Category : Investing
What would you do if you have $10,000, $20,000 for investing ?
It is always a wonderful feeling to find that you have extra spare cash of $10,000 or $20,000 for investment.
Investing a sum of $10,000, $20,000 is not a small amount. With so many ways, which one’s suit you ? No matter what the size of the investment, there are ways to improve your finance while maximize your investment to its fullest potential. Here are some of good tips to work out your investment.
3 questions to ask before investing $10,000 or $20,000
1. Do you have credit card loan with high interest charge?
- Pay off any credit cards or high interest rate loan you still owe. If your credit card is charging you 15-18%, then it is suggested you pay down a portion of the loan. By paying debt first, you are earning that interest when you save yourself from paying.
2. Do you own an emergency fund account ?

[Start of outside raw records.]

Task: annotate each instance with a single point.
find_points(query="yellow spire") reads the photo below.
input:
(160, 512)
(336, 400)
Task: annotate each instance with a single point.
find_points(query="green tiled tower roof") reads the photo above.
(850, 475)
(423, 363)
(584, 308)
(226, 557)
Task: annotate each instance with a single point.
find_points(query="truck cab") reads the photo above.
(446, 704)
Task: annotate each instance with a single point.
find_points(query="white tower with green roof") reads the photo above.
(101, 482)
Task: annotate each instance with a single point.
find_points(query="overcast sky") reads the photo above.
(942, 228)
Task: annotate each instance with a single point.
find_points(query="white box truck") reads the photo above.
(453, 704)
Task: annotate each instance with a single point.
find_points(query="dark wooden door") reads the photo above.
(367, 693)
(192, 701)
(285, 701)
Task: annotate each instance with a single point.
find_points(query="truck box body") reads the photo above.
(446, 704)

- This may not be the best way to set aside $10,000 or $20,000 to work. But it is a smart way. Living on your salary income month after month is not a wise thing to do. Aim for at least three months worth of expenses in your emergency fund. You can keep this emergency money in a high yield fixed deposit account to maximize your earnings.
3. How soon you need to cash out your money ?

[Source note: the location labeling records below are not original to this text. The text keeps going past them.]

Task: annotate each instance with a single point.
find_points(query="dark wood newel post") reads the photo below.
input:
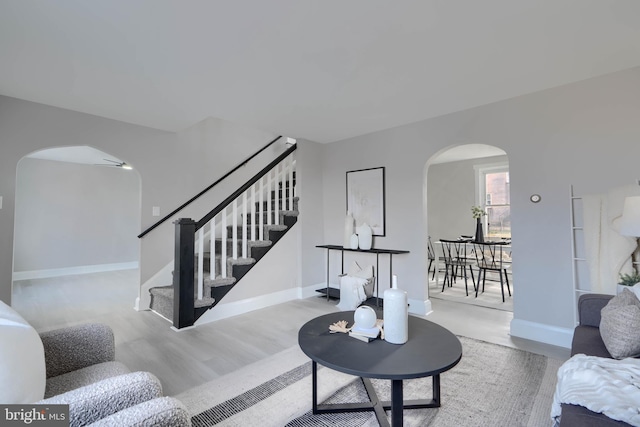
(183, 273)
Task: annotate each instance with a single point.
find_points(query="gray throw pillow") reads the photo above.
(620, 325)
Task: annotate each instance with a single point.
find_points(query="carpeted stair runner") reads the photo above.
(162, 297)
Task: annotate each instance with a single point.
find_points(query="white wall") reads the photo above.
(173, 166)
(70, 215)
(586, 134)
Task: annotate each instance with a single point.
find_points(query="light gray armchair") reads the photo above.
(82, 372)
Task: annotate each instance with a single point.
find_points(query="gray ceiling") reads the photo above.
(320, 70)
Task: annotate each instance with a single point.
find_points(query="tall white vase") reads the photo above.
(348, 230)
(365, 236)
(395, 314)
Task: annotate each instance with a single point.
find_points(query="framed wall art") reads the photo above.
(365, 198)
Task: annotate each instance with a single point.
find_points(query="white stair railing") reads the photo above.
(279, 184)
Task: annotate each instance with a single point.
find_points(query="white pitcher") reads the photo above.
(365, 236)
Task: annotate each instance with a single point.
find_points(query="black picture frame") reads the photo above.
(366, 198)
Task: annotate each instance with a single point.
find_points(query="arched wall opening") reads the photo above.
(456, 179)
(75, 213)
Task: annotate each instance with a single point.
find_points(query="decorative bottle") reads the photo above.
(348, 230)
(365, 237)
(353, 244)
(396, 314)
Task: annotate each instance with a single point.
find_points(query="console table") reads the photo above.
(377, 252)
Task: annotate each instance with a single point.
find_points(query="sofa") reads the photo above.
(587, 340)
(76, 366)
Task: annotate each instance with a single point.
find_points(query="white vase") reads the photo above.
(353, 241)
(365, 236)
(348, 230)
(395, 314)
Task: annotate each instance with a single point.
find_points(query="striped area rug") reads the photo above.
(491, 386)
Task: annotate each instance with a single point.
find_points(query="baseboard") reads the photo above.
(70, 271)
(225, 310)
(553, 335)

- This relates to your investment time frame and potential return from your investment. If you need the money in a short period of 6 months, then you can talk to the bank to open a saving deposits account. If you have about 6-12 months, you can explore on some online broker managed investments. However, if your investment time frame is 24 months or more, you can consider stocks, or even become a passive mutual fund investors.

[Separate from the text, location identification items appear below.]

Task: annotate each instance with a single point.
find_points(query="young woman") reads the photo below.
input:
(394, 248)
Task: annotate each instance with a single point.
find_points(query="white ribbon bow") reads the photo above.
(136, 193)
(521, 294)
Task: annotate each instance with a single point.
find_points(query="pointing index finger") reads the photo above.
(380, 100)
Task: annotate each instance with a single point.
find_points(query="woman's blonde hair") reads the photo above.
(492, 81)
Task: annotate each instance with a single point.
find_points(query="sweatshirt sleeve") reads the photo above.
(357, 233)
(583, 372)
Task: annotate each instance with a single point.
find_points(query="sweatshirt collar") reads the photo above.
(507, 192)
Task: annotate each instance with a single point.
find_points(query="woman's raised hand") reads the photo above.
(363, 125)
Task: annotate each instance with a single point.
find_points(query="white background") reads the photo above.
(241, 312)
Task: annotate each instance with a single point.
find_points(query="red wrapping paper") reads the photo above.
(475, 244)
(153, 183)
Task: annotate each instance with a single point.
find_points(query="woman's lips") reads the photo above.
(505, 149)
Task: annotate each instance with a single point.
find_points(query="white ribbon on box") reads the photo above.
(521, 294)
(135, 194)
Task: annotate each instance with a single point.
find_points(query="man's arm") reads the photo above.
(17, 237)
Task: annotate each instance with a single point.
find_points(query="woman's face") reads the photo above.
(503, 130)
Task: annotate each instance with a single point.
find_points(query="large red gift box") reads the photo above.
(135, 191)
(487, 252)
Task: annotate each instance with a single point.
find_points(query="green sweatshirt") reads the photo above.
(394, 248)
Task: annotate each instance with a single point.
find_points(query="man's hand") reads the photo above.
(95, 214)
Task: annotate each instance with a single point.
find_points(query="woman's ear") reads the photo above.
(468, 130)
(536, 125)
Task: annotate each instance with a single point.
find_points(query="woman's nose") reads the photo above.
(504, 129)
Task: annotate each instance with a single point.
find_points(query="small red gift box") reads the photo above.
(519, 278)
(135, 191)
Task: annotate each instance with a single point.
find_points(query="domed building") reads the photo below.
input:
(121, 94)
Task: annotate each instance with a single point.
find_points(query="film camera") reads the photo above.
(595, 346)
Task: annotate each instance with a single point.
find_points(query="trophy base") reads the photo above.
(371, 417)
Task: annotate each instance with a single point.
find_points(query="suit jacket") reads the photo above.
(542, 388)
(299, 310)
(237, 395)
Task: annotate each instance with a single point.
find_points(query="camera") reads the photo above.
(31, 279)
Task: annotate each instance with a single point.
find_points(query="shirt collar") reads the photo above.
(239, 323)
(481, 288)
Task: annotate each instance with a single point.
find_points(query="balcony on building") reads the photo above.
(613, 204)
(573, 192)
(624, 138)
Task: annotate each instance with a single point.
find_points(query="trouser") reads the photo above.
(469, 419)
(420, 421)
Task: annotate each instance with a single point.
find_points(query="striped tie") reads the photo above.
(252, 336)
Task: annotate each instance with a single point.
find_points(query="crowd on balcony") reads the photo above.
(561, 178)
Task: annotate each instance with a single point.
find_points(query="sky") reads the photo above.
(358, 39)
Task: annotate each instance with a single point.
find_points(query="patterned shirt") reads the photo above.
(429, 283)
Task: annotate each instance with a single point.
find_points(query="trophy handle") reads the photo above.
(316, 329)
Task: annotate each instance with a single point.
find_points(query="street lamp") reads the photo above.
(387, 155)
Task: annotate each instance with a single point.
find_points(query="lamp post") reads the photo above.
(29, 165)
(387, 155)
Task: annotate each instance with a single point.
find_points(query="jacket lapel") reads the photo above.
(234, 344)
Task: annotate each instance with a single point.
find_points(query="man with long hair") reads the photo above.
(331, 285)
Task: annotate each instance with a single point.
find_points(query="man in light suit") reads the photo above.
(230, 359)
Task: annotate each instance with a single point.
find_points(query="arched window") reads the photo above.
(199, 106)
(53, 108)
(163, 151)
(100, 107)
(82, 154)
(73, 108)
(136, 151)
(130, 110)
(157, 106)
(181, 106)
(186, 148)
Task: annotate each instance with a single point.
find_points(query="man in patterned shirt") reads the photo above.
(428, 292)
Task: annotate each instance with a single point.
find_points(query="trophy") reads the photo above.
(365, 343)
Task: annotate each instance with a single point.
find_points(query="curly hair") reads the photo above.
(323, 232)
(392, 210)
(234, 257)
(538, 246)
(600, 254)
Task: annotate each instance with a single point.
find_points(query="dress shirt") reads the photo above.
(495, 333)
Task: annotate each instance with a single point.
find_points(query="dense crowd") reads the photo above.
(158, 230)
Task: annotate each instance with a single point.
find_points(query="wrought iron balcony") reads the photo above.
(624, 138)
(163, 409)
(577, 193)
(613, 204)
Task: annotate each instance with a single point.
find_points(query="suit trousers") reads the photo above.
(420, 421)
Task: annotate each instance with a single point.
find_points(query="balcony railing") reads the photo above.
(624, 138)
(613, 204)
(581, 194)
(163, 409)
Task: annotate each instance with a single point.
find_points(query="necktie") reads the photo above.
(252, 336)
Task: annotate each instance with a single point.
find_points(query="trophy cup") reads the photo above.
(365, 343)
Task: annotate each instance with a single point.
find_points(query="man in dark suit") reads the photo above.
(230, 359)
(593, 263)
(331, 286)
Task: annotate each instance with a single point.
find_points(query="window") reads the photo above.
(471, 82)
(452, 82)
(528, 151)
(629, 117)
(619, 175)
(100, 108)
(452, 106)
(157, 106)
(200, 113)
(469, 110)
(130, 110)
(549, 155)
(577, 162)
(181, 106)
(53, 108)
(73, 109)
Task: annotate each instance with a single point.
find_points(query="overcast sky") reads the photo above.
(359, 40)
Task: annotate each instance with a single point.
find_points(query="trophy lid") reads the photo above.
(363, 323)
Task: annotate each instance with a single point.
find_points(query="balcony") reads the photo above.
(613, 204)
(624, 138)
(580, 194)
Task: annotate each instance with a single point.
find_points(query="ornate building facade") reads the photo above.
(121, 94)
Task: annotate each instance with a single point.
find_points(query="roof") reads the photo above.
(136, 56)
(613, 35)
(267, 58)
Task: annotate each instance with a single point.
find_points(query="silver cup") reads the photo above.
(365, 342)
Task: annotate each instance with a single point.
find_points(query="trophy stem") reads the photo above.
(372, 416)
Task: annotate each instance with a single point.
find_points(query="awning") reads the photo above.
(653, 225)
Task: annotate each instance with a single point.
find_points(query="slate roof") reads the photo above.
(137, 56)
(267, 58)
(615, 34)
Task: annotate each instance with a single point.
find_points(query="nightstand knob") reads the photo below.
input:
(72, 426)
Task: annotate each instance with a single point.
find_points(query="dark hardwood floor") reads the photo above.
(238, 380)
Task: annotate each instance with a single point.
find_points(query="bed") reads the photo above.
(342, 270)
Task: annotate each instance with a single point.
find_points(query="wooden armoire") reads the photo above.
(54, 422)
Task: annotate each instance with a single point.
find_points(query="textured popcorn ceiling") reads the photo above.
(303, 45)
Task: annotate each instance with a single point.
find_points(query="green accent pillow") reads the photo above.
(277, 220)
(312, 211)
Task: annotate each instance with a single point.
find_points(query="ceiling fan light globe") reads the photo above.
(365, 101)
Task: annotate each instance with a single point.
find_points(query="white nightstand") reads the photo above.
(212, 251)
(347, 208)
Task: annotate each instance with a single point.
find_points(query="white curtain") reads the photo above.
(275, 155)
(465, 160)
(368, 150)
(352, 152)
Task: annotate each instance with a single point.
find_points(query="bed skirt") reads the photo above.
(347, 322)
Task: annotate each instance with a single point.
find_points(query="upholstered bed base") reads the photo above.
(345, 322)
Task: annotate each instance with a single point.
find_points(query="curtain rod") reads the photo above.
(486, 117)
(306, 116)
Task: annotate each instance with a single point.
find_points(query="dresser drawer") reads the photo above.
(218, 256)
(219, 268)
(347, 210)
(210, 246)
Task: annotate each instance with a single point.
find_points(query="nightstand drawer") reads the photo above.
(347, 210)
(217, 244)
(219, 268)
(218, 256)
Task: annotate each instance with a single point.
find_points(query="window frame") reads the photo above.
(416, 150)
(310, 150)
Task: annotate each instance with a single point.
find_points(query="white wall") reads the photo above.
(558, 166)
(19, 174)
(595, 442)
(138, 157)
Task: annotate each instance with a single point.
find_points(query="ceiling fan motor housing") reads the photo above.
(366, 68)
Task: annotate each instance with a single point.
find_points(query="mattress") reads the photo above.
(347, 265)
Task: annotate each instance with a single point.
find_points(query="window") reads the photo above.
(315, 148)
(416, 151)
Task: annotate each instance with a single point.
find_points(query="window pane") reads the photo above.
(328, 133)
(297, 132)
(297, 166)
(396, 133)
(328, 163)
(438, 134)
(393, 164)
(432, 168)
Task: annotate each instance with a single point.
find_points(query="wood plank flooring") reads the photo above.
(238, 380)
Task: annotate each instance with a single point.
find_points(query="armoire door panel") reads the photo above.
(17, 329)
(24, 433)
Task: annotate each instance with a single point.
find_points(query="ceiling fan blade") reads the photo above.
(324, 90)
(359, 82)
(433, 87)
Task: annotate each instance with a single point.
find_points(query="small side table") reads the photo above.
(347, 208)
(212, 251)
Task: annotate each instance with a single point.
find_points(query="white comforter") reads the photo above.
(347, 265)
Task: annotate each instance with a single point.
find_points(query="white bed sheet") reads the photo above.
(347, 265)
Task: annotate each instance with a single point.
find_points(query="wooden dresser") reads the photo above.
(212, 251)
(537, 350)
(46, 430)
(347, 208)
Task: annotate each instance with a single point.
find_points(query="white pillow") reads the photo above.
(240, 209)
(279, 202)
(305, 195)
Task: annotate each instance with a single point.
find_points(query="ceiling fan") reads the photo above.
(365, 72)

Be clear of your objective to invest $10,000 or $20,000
“In investing, what is comfortable is rarely profitable”
Most people would invest for short-term goals, some for long-term goals. In almost every response there was at least one purpose that is to improve a person’s overall financial situation be it to receive continuous income or capital growth.
Deciding how and where to invest your money is not always an easy decision. Depending on your level of experience and goals as an investor, you can either Do It Through yourself (DIY) by learning how to trade the market or by engaging an investment adviser to participate in managed investment program.
Understand your investing options
Simply put, there are 3 broad ways for you to invest your $10,000 or $20,000.
1st way – Active investing
This is the Do-It-Yourself approach. You need to put in your effort to learn, monitor and take action yourself.
Example of active investing are :
- Open a high yield savings or FD account -that could give you 3% – 5% return depending on which country you are from.
- Trading stocks, forex, options, futures – open account like in Easy Markets. with your good market understanding, you could potentially yield 10-15% return per month.
- Online marketing like Amazon, Clickbank – this need lots of effort initially to set up website, different traffic, and truly learning the ins or outs of online marketing. The successful online marketer can be really earning online up to millions of dollars
- Invest in a training program – educate yourself. You may sign up for a training or coaching program to learn up new skills to improve your career prospects or even starting something on your own.
2nd way – Social investing
This is the Do-It Together-With-You approach. You still need to in your effort to monitor and take action but you spend lesser time compared to Active investing way.
Example of Social investing :
- Invest in social trading platform like E-TORO – you are research the good traders, test out the trader performance, and follow their investment strategy. By doing this way, you are diversifying to stocks, forex currency or some even in cryto-currency in bitcoin, ethereum, just to name a few.
3rd way – Auto pilot investing
This is the Done-For-You approach. You become your own boss in the investment, and engaging a competent adviser or investment firm to manage your investment funds.
Example of Auto-pilot investing :
- Invest through investment company like Vesbolt – this is the new trend of investing. It’s an online investment management platform, often nowadays use robo or algorithm to do the trading and monitor by real competent investment managers. Everything is handled automatically for you. Investment selection, asset allocation –at very reasonable fees.
- Invest through mutual fund company like Vanguard ETF, Fidelity funds, which is by far the most common way of how people investing.
Allocation of your investments
This area touch on the risk management aspect of your investment allocation. Always remember there are Risk and Return in investing. To control your risk exposure, you can consider divide your funds into several investments by way of asset allocation.
Asset allocation is a method of investing where you put some money in stock and some in fixed deposits. The younger you are or you have longer investment time, the more risk you can take, which means, you can invest more through the managed investment funds for a higher gain.
If you are not sure how you should invest your money, it is in our suggestion that in your best interest, you should equip yourself by learning and acquire more market knowledge first. You must understand one simple rule – the market is always there for you, but make sure you will be there properly equipped. The main objective of this site is to provide you with proper education so you never be scammed or cheated by the many con artist out there.
Nevertheless, start to have a financial investing game plan in order for you to achieve financial freedom. Over time, as your knowledge improves, you’ll gain the confidence you need to move forward. The reason why we put this information out there is to guide investor like you to learn how to invest with confidence and manage your money better than ever. You can do it.